I've always known Turner was important to my practice. But watching the Exhibition on Screen documentary about the current Turner & Constable exhibition at Tate Britain, I felt something I wasn't quite expecting: affirmation.
The exhibition marks the 250th anniversary of both artists' births, and it brings their work together side by side, as it so often was in their lifetimes. Critics of the day described the contrast as "fire and water." But what struck me most wasn't the rivalry. It was the radicalism.
Turner and Constable were the contemporary artists of their time. They were doing something completely unique with paint, pushing at the boundaries of what landscape could be. They were, if you like, the Tracy Emin of their era.
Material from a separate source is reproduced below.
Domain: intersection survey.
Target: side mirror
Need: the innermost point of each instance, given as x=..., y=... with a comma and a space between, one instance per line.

That's easy to forget when we see their work through the lens of heritage and tradition, but in their day, this was the cutting edge.
Presenting a Feeling, Not a Picture
What really interests me is what happened in Turner's later work. Towards the end of his life, he stopped trying to depict a scene and started asking a different question: how does this scene make you feel? He realised that paint could penetrate to the viewer. That you could present a feeling. So he began working with tonal range, from light to dark, to create atmosphere, drama, light. The viewer was experiencing the painting rather than simply looking at a particular scene. And that shift is everything.
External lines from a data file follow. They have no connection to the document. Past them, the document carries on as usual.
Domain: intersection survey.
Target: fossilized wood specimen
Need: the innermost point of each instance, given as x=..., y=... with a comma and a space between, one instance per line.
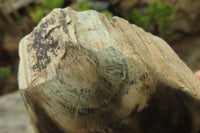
x=83, y=73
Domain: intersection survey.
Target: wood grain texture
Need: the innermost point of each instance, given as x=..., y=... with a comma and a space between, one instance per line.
x=81, y=72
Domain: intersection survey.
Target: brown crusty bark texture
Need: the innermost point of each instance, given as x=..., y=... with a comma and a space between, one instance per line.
x=81, y=72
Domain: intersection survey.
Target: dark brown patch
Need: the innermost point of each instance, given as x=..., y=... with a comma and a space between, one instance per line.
x=167, y=112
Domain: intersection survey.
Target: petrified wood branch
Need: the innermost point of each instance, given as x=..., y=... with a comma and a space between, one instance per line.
x=81, y=72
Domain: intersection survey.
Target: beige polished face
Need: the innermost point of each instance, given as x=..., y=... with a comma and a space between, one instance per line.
x=80, y=72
Constable's contribution runs in a different direction but feeds the same lineage. His work travelled to France and helped push French Impressionism forward. Without that cross-pollination, you arguably wouldn't have had abstract expressionism. So all these movements, from the late 18th and early 19th centuries through to contemporary painting today, have Turner and Constable at the very beginnings. I'd sensed this for years, but the film affirmed it. I remember studying Turner's sketchbooks and realising how abstract they were. He was desperately trying to create drama and feeling, experimenting right up until the end. In 1844, he was still trying new things. That restlessness is something I recognise.
Brushstrokes on the Big Screen
Seeing the documentary on the big screen added another dimension entirely. You could see the actual brushstrokes, the layering, how they were thinking. Both Turner and Constable were using brushes almost as thin as a hair: horsehair, hog hair, whatever was available. Seeing those gestures of paint magnified on a cinema screen was extraordinary. As an artist, it was incredibly helpful to study that gestural, painterly work at that scale.
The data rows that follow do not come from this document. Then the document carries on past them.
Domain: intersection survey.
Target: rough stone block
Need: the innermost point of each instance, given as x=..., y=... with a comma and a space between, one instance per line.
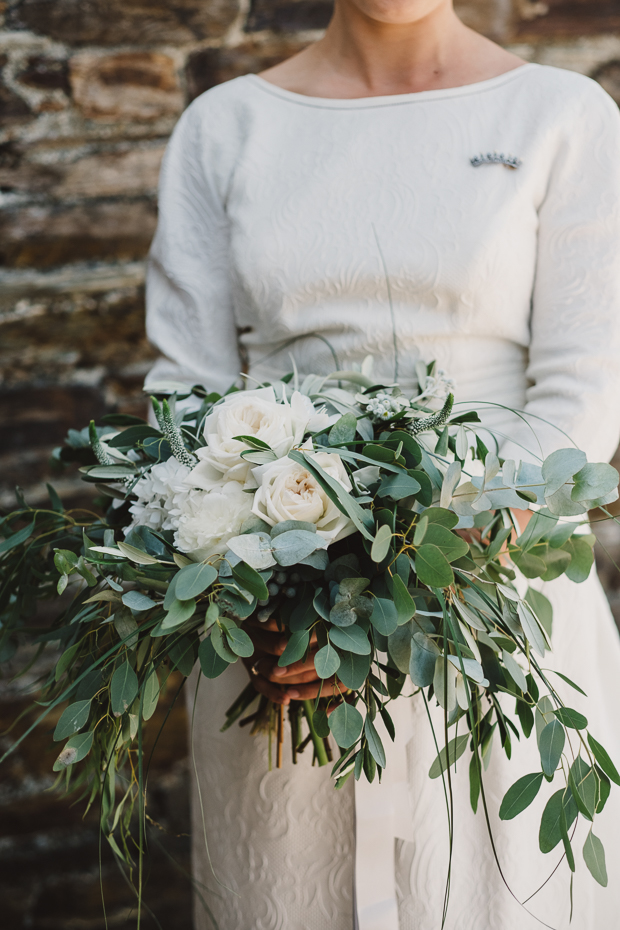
x=121, y=22
x=608, y=77
x=128, y=85
x=564, y=18
x=13, y=108
x=44, y=73
x=492, y=18
x=289, y=15
x=207, y=67
x=106, y=174
x=44, y=236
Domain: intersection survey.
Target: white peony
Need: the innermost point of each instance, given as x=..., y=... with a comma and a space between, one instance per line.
x=208, y=519
x=288, y=491
x=249, y=413
x=160, y=493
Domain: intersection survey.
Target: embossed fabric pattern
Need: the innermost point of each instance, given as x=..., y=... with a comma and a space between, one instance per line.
x=274, y=211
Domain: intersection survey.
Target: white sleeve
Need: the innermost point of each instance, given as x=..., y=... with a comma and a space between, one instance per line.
x=574, y=353
x=188, y=292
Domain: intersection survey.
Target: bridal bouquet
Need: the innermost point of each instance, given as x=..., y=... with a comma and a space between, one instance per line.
x=375, y=528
And ultimately, this is where I stand with contemporary British landscape painting. For me, it's about how a painting makes you feel. What can paint do to make you experience something, rather than just look at a picture? That question, which Turner was asking over 200 years ago, is still the question I'm asking every time I step into the studio.
The Turner & Constable exhibition is at Tate Britain until 12 April. The Exhibition on Screen documentary, directed by David Bickerstaff, is in cinemas now. Both are well worth your time.